In true CCM fashion, nearly every song has the potential for becoming a single, with the first three tracks, "Jesus Move," "Magnificent God," and the title track, seemingly battling it out to grab the most attention from the listener, and the album's ear-catching potential has more than reached an all-time high. "Stay," "If You Died Tonight," and "Redeemed" all serve as the essential ballads of the album to even everything out, and "Overwhelmed" ends the album epically, crescendo-ing with a choir. But the absolute highlight of the album is undoubtedly "Maker of the Wind." With folk sensibilities all over the place and a chorus bringing to mind the fun-loving style of Rascal Flatts, this is BDW in their element, and the rest of the album pales in comparison to its fun and fast-paced nature (the saxophone's appearance at the end is just the icing on the cake). Mike Weaver's Bart Millard-esque vocals are back in flawless form, and though their feel wasn't ever especially different from the crowd, they get the job done with charming flow. As a general rule, the safe ground is rarely ever shaken, leaving it ripe for interesting experimentation that will only punch up their approach to make it all the more engaging.

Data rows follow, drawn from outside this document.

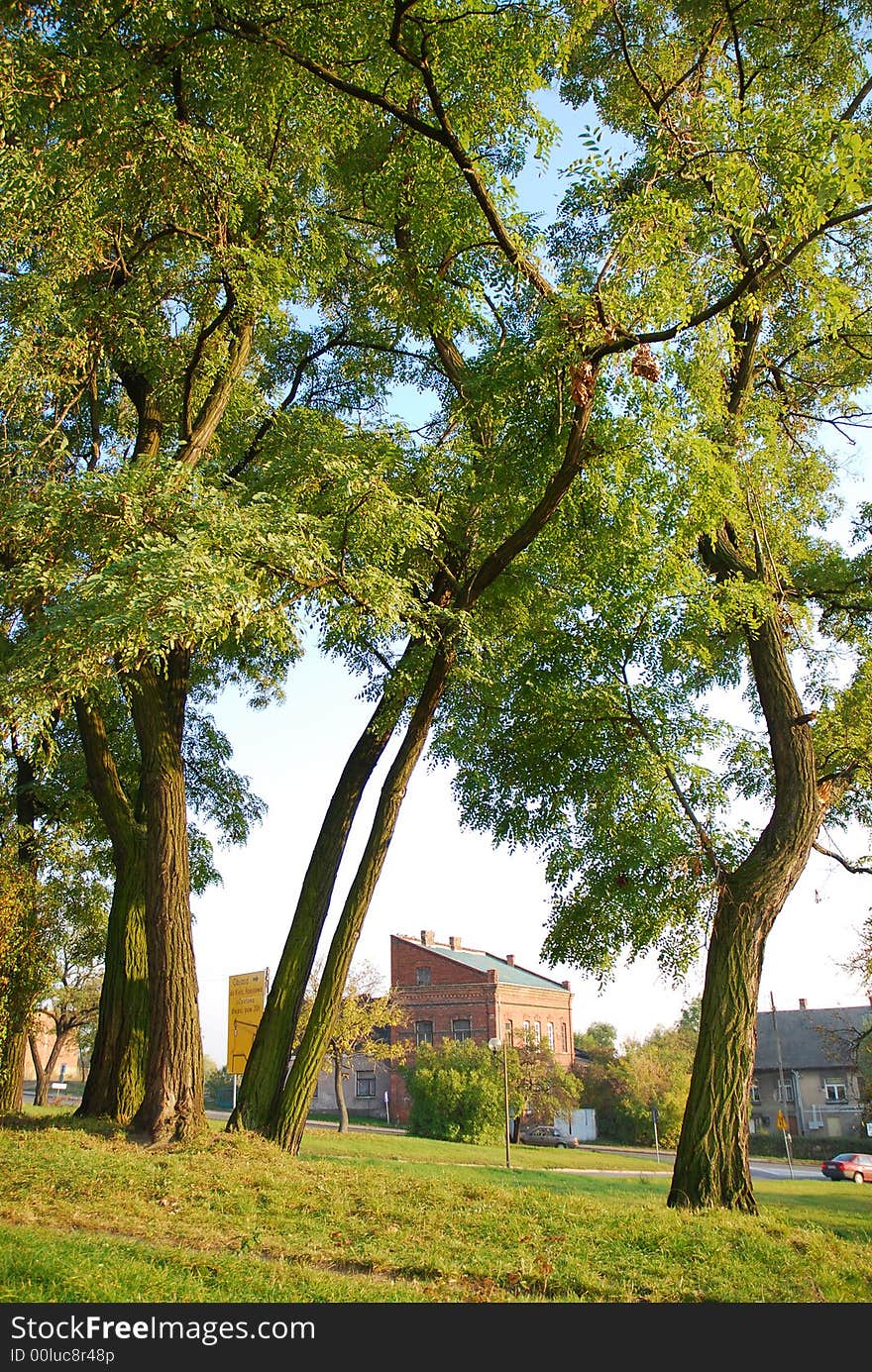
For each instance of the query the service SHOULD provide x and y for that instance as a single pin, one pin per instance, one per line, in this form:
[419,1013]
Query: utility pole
[782,1090]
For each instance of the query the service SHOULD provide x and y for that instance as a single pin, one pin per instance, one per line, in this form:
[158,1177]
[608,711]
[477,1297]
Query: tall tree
[164,181]
[702,223]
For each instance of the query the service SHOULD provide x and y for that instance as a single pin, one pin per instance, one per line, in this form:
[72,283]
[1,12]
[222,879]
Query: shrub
[456,1093]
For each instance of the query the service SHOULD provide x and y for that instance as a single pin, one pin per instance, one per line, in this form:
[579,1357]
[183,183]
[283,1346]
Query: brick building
[456,993]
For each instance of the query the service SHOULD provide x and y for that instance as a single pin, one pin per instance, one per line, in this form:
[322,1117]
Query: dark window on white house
[364,1083]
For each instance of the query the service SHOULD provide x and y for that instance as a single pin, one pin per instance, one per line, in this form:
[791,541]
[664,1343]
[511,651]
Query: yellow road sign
[245,1005]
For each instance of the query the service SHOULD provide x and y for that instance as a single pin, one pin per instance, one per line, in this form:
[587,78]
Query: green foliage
[540,1087]
[456,1093]
[652,1073]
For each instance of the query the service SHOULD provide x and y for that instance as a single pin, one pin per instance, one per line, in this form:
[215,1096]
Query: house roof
[507,972]
[811,1037]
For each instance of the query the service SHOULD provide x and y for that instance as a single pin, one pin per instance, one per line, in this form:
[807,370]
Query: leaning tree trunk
[24,976]
[42,1070]
[267,1064]
[339,1094]
[116,1082]
[290,1117]
[13,1072]
[171,1105]
[711,1162]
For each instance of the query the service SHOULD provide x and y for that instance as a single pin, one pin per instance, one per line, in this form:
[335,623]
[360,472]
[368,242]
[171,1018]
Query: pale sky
[454,883]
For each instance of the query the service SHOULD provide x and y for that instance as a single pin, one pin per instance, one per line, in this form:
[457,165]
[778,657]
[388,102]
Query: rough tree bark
[116,1082]
[267,1064]
[711,1161]
[15,1043]
[171,1104]
[290,1117]
[13,1072]
[339,1094]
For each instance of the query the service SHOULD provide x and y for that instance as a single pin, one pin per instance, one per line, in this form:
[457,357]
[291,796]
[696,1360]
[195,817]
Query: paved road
[760,1166]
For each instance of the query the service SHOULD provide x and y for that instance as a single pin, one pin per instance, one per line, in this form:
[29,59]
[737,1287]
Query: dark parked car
[548,1137]
[849,1166]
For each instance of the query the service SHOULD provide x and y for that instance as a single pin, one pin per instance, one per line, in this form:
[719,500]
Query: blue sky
[437,876]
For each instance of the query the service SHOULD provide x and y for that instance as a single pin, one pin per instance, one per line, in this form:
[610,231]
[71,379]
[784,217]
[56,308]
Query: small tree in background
[363,1011]
[545,1090]
[73,998]
[648,1073]
[456,1093]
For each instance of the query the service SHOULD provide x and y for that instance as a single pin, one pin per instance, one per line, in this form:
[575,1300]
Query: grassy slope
[87,1214]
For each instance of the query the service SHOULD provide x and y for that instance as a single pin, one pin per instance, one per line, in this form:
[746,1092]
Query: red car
[849,1166]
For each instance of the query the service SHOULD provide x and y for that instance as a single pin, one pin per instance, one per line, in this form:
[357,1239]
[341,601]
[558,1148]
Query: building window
[364,1083]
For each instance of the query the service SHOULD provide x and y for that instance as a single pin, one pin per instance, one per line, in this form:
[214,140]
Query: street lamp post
[494,1044]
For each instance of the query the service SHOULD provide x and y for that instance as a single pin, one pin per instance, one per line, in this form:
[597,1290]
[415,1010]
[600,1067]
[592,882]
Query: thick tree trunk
[171,1105]
[711,1161]
[40,1070]
[267,1064]
[339,1094]
[292,1108]
[116,1083]
[13,1072]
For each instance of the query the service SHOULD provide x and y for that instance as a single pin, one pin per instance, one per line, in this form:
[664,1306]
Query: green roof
[485,962]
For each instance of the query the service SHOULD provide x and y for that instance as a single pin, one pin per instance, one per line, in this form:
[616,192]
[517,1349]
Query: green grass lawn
[89,1215]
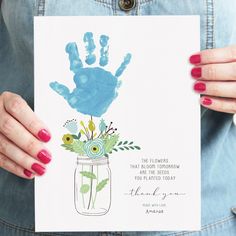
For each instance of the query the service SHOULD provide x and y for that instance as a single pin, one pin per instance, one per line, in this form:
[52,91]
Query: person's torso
[218,132]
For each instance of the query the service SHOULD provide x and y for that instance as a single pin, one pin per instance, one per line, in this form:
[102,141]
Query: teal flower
[94,148]
[71,126]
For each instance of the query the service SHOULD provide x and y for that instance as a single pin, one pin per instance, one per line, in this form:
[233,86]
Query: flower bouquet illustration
[94,142]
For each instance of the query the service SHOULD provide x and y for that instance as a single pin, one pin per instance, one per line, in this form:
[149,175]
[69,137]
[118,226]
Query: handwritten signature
[138,192]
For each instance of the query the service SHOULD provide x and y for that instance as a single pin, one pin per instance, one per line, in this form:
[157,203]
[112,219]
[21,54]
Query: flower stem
[91,189]
[82,182]
[96,190]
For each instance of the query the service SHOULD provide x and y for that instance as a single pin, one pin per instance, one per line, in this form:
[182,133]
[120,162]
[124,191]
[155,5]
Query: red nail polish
[195,59]
[196,72]
[199,87]
[207,101]
[44,135]
[44,156]
[40,170]
[27,173]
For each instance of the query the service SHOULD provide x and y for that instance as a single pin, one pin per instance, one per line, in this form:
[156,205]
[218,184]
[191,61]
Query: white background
[156,107]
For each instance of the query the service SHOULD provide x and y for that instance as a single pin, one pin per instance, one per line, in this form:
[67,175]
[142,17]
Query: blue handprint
[95,88]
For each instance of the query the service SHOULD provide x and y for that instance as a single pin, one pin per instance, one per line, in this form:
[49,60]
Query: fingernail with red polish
[195,59]
[27,173]
[207,101]
[44,156]
[196,72]
[40,170]
[44,135]
[199,87]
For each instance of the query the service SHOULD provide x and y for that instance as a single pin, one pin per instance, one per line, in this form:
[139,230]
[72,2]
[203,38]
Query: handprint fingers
[75,62]
[90,47]
[123,65]
[104,50]
[60,89]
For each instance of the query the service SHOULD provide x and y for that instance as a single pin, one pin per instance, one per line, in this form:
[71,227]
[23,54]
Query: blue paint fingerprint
[90,47]
[104,50]
[95,88]
[123,65]
[75,62]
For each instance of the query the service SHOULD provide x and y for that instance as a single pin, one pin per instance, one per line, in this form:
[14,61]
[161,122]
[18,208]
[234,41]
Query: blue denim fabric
[218,20]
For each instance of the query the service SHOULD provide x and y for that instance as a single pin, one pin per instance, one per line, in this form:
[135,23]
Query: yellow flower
[67,139]
[91,126]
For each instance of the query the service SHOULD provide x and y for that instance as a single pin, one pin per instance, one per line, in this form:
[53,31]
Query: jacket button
[127,5]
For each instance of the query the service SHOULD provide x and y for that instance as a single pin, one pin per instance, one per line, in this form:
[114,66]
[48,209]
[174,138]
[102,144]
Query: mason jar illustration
[92,186]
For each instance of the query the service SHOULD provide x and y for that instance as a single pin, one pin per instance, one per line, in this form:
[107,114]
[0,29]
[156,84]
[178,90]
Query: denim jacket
[218,133]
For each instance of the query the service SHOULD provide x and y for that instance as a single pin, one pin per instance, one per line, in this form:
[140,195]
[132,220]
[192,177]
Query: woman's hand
[21,133]
[215,72]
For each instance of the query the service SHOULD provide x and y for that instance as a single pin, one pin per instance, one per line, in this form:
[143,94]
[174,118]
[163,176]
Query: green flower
[94,148]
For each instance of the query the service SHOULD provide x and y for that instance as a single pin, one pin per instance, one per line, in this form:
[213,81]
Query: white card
[117,96]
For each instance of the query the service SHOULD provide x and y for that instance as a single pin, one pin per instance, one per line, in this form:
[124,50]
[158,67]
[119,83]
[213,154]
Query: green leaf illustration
[88,174]
[101,185]
[78,147]
[119,143]
[84,188]
[68,147]
[110,142]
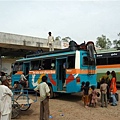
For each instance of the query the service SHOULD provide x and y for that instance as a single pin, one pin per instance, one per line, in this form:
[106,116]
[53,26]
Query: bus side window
[35,65]
[53,61]
[21,66]
[47,64]
[71,62]
[102,61]
[15,68]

Most of the time, however, the key distinctive factor, which is necessary for every album, is just not there, and this is especially disappointing given Big Daddy Weave's track record--famous for a folk pop sound of strings and fast paced vividness reminiscent of Dave Matthews Band. While the band has never completely mimicked DMB, nor has ever reached that level of musical brilliance, that discernible mark has always kept Big Daddy Weave refreshingly separate from their peers. On Love Come to Life, however, their sound has devolved into an easy contemporary vibe that has been heard more times than any radio listener cares to count.
With Sidewalk Prophets' Live Like That released just three weeks earlier, Love Come to Life feels somewhat redundant to unleash on the market; even down to the similar album titles, these two bands only feel like carbon copies of each other, catering to the exact same crowd. While one cannot call Love Come to Life an album without any redeeming qualities, it's incredibly difficult to pick out truly great material here that one couldn't search out in any other contemporary band. The impact is that it's hard to recommend Love Come to Life over any other album of its sort; it's come to the point where they are seamlessly blending together with the rest of the field without much delineation from what's normally heard.
CCM fanatics everywhere have only more reason to rejoice with Big Daddy Weave's return from hibernation, as the sugary-sweet pop hooks, shiny choruses, and inspirational moments aren't in short supply. Without much distinction to speak of, this album will no doubt get its fans, but lose them quickly to the band that mimics them next. In the end, Love Come to Life will satisfy fans of Christian radio, as well as any of the aforementioned bands, but perhaps no more than that.